From 95693263675b148a63fd650decaac7b9002e3fa3 Mon Sep 17 00:00:00 2001
From: lkcl <lkcl@web>
Date: Wed, 20 Apr 2022 12:16:08 +0100
Subject: [PATCH]

---
 openpower/sv/biginteger.mdwn | 45 +++++++++++++++++++++---------------
 1 file changed, 27 insertions(+), 18 deletions(-)

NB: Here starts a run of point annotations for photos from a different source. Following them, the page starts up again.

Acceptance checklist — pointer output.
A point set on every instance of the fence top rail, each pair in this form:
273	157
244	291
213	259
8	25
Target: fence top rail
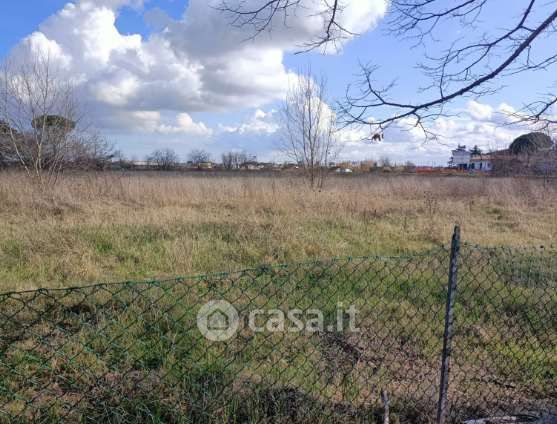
266	268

diff --git a/openpower/sv/biginteger.mdwn b/openpower/sv/biginteger.mdwn
index 27d6981e8..5220ea635 100644
--- a/openpower/sv/biginteger.mdwn
+++ b/openpower/sv/biginteger.mdwn
@@ -105,24 +105,33 @@ operations. Such a trick works equally as well in Scalar-only.
 
 **Application of SVP64**
 
-SVP64 has the means to re-target in-out registers that would normally
-be forced to be an overwrite.  Examples include `ldu` which, ordinarily,
-in Scalar v3.0B, has RA overwritten.  `sv.ldu` on the other hand permits
-limited range re-targetting, by applying one EXTRA bit to RA-as-a-source
-and a *separate* bit to RA-as-a-destination.
-
-If applied to this new 3-in 2-out mul-and-add operation it not only
-becomes possible to set RC as either scalar or vector, it becomes
-possible to stop RC from being overwritten.
-
-    product = RA*RB+RC      # RC sourced as Vector
-    RT = lowerhalf(product) # Vector destination
-    RC = upperhalf(product) # Vector destination
-
-Where previously this instruction had limited specialist applicability
-for big-integer multiply, because RC could only be utilised as a
-64-bit Carry, the possibility for RC to be a Vector greatly
-expands its potential.
+SVP64 has the means to mark registers as scalar or vector. However
+the available space in the prefix is extremely limited (9 bits).
+With effectively 5 operands (3 in, 2 out) some compromises are needed.
+However a little though gives a useful workaround: two modes,
+controlled by a single bit in `RM.EXTRA`, determine whether the 5th
+register is set to RC or whether to RT+VL. This then leaves only
+4 registers to qualify as scalar/vector, and this can use four
+EXTRA2 designators which fits into the available space.
+
+RS=RT+VL Mode:
+
+    product = RA*RB+RC
+    RT = lowerhalf(product)
+    RS=RT+VL = upperhalf(product)
+
+and RS=RC Mode:
+
+    product = RA*RB+RC
+    RT = lowerhalf(product)
+    RS=RC = upperhalf(product)
+
+Now there is much more potential, including setting RC to a Scalar,
+which would be useful as a 64 bit Carry. RC as a Vector would produce
+a Vector of the HI halves of a Vector of multiplies.  RS=RT+VL Mode
+would allow that same Vector of HI halves to not be an overwrite of RC.
+Also it is possible to specify that any of RA, RB or RC are scalar or
+vector. Overall it is extremely powerful.
 
 ## Divide
 
-- 
2.30.2